外から不機嫌そうな低音が聞こえ、ひくりと肩が揺れた。

「俺だ…入れろ」

シカマルだった。震えを生唾と共に飲み下し、ナルトは意を決してテントの入口を開いた。

「…よお」

掠れ気味の声で返事をしたナルトを一瞥しただけで何も言わず、シカマルは中に入る。入口を閉めると薄暗くなる室内で二人は黙ったまま見つめ合っていた。

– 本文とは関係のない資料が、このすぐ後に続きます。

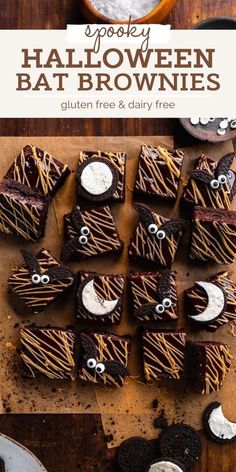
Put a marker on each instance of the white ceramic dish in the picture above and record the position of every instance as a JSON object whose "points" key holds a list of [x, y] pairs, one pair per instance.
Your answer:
{"points": [[17, 458]]}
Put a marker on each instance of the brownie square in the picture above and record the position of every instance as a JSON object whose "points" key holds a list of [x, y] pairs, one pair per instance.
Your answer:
{"points": [[101, 176], [155, 238], [212, 304], [48, 352], [23, 212], [206, 365], [100, 297], [206, 187], [159, 172], [154, 296], [163, 354], [40, 281], [37, 169], [90, 233], [214, 235], [104, 358]]}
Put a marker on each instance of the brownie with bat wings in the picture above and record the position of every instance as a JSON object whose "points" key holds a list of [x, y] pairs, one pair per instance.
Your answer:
{"points": [[40, 280], [104, 358], [156, 238], [211, 183]]}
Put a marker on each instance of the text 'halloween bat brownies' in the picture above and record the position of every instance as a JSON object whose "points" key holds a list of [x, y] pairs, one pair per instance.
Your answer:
{"points": [[40, 280], [104, 358], [155, 238]]}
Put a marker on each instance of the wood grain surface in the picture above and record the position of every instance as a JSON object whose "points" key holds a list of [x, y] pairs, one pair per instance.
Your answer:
{"points": [[71, 443]]}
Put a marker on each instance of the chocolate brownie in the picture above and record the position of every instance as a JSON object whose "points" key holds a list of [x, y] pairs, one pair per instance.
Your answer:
{"points": [[163, 354], [23, 211], [214, 235], [212, 303], [154, 296], [155, 238], [211, 183], [100, 297], [104, 358], [101, 176], [158, 172], [206, 365], [48, 352], [40, 280], [90, 233], [38, 170]]}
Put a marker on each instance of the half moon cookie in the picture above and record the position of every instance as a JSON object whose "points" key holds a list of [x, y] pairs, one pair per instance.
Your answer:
{"points": [[40, 281], [214, 235], [159, 172], [154, 296], [101, 176], [104, 358], [100, 297], [90, 233], [211, 183], [212, 303], [206, 365], [156, 238]]}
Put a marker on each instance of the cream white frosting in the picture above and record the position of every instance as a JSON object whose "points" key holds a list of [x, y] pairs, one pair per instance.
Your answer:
{"points": [[95, 304], [96, 178], [220, 426]]}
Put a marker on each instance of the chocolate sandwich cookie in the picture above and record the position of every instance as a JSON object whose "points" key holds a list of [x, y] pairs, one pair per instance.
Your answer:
{"points": [[90, 233], [101, 176], [103, 358], [181, 442], [40, 281], [217, 427], [166, 464], [155, 238], [211, 183], [37, 169], [135, 454], [159, 172]]}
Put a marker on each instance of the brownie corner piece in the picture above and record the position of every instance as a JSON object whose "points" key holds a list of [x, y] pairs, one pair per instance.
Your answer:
{"points": [[101, 176], [48, 352], [23, 211], [40, 281], [158, 173], [104, 358], [100, 297], [154, 296], [38, 170], [163, 354], [90, 233], [214, 235]]}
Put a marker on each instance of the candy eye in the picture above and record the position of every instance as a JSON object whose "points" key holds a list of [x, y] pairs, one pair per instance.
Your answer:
{"points": [[35, 279], [152, 228], [222, 179], [91, 363], [161, 234], [83, 240], [159, 308], [167, 303], [84, 231], [45, 279], [214, 184], [100, 368]]}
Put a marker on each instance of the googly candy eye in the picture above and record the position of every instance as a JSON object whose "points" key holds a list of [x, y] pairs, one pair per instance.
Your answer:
{"points": [[214, 184], [91, 363], [35, 279], [100, 368], [84, 231], [152, 228]]}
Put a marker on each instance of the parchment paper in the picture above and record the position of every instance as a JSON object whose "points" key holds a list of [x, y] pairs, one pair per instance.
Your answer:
{"points": [[126, 411]]}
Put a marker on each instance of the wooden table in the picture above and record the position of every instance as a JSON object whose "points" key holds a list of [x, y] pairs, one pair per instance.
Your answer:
{"points": [[71, 443]]}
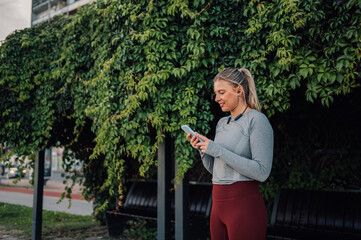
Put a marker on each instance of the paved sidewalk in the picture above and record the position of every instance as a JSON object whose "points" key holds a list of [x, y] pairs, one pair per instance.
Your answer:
{"points": [[22, 194]]}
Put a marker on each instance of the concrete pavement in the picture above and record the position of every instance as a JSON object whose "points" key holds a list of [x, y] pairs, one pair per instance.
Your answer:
{"points": [[22, 194]]}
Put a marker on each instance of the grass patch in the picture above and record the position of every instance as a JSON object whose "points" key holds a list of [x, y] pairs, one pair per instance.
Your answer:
{"points": [[16, 221]]}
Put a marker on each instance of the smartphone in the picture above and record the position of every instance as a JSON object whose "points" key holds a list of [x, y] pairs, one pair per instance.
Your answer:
{"points": [[187, 129]]}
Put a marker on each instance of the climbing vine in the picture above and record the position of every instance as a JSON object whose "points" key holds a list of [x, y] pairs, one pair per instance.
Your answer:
{"points": [[130, 72]]}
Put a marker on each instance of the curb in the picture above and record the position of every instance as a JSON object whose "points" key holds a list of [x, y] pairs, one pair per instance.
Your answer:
{"points": [[47, 193]]}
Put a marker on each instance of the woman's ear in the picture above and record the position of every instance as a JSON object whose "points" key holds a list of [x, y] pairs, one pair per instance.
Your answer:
{"points": [[239, 90]]}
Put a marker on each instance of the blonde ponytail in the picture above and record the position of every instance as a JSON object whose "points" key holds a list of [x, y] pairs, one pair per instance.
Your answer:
{"points": [[251, 94], [241, 77]]}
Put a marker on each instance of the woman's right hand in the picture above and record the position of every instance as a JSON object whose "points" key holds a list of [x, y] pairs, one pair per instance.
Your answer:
{"points": [[194, 140]]}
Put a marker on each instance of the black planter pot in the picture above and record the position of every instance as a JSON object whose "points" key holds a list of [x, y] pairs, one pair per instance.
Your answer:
{"points": [[115, 223]]}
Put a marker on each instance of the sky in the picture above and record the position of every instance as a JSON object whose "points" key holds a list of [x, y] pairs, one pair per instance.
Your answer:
{"points": [[14, 14]]}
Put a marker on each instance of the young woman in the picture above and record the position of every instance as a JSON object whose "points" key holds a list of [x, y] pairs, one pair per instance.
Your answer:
{"points": [[239, 157]]}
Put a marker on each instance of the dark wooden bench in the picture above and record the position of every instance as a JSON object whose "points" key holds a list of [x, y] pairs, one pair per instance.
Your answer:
{"points": [[311, 214], [141, 202]]}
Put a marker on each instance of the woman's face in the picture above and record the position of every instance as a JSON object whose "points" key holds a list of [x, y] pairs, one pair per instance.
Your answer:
{"points": [[226, 95]]}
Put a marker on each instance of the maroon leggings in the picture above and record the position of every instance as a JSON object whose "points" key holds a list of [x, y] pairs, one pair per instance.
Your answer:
{"points": [[238, 212]]}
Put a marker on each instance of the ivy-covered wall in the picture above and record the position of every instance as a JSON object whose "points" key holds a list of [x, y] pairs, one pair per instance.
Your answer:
{"points": [[109, 82]]}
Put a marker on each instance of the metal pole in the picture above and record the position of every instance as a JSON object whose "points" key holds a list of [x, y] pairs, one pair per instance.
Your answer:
{"points": [[163, 194], [182, 209], [38, 196]]}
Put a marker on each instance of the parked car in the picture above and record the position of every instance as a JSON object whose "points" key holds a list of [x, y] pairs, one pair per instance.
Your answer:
{"points": [[14, 172]]}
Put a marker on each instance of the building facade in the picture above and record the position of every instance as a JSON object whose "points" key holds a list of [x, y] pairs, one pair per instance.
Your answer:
{"points": [[45, 10]]}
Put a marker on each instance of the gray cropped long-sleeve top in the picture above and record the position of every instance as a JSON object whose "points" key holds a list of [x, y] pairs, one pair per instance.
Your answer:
{"points": [[241, 151]]}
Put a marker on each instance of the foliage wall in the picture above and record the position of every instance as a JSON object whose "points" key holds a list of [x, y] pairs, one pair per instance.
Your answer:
{"points": [[121, 74]]}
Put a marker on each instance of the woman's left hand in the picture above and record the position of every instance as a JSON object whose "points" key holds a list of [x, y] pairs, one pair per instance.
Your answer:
{"points": [[202, 145]]}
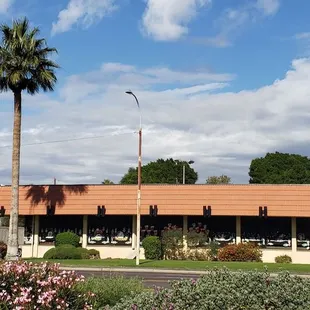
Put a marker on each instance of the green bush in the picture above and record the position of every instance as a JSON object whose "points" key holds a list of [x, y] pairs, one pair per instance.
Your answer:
{"points": [[226, 290], [110, 289], [152, 247], [242, 252], [64, 251], [67, 238], [283, 259], [93, 254]]}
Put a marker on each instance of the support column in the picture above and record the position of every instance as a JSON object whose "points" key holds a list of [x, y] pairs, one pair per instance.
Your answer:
{"points": [[134, 232], [85, 228], [294, 234], [36, 236], [238, 229], [185, 230]]}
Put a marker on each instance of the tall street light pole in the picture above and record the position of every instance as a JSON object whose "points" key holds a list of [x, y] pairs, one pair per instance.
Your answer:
{"points": [[139, 182], [190, 162]]}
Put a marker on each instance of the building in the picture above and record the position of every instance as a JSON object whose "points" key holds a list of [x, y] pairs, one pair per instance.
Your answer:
{"points": [[277, 217]]}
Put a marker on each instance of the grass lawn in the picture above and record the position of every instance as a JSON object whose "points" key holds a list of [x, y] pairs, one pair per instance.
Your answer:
{"points": [[183, 265]]}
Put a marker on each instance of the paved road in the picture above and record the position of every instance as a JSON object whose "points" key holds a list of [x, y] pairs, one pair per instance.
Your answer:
{"points": [[150, 279]]}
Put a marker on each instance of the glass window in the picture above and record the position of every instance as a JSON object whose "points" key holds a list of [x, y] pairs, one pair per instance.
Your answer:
{"points": [[50, 226], [110, 229], [303, 233], [273, 232]]}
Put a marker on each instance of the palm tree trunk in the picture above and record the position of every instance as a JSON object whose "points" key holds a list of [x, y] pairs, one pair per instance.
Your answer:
{"points": [[12, 249]]}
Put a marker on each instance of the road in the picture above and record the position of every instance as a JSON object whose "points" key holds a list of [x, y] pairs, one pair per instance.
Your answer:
{"points": [[150, 279]]}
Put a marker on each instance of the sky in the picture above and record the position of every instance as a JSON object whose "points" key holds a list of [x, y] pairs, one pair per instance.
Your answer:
{"points": [[219, 82]]}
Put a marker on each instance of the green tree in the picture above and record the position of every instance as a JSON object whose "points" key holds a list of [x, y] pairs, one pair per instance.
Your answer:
{"points": [[280, 168], [24, 66], [107, 182], [222, 179], [162, 171]]}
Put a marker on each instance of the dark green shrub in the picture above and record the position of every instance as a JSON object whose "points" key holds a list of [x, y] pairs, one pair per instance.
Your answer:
{"points": [[3, 249], [83, 252], [65, 251], [67, 238], [195, 239], [94, 254], [172, 244], [223, 289], [242, 252], [109, 290], [283, 259], [152, 247]]}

「…単刀直入に言う―――もう影分身を使うのはやめろ」

心臓を掴まれた気分がした。お前も解っているんだろうと詰め寄るシカマルから視線を外して、ナルトは下唇を噛み締めた。

「ど、どういう意味…だってば」
「俺も迂闊だった。何故多重影分身が禁術になってるか考えもしなかったからな」

ナルトの問いに答えずに、シカマルは溜息を吐いて頭をかきむしる。

「だから…!」
「『経験を共有す』んだろ?」
「…!」
「修行が短縮出来るくらいの共有率だ…痛みを共有してたって可笑しくねぇ」

居心地悪げに俯いて後ずさるナルトの腕をシカマルが掴むと、びくりと大袈裟に肩が跳び跳ねた。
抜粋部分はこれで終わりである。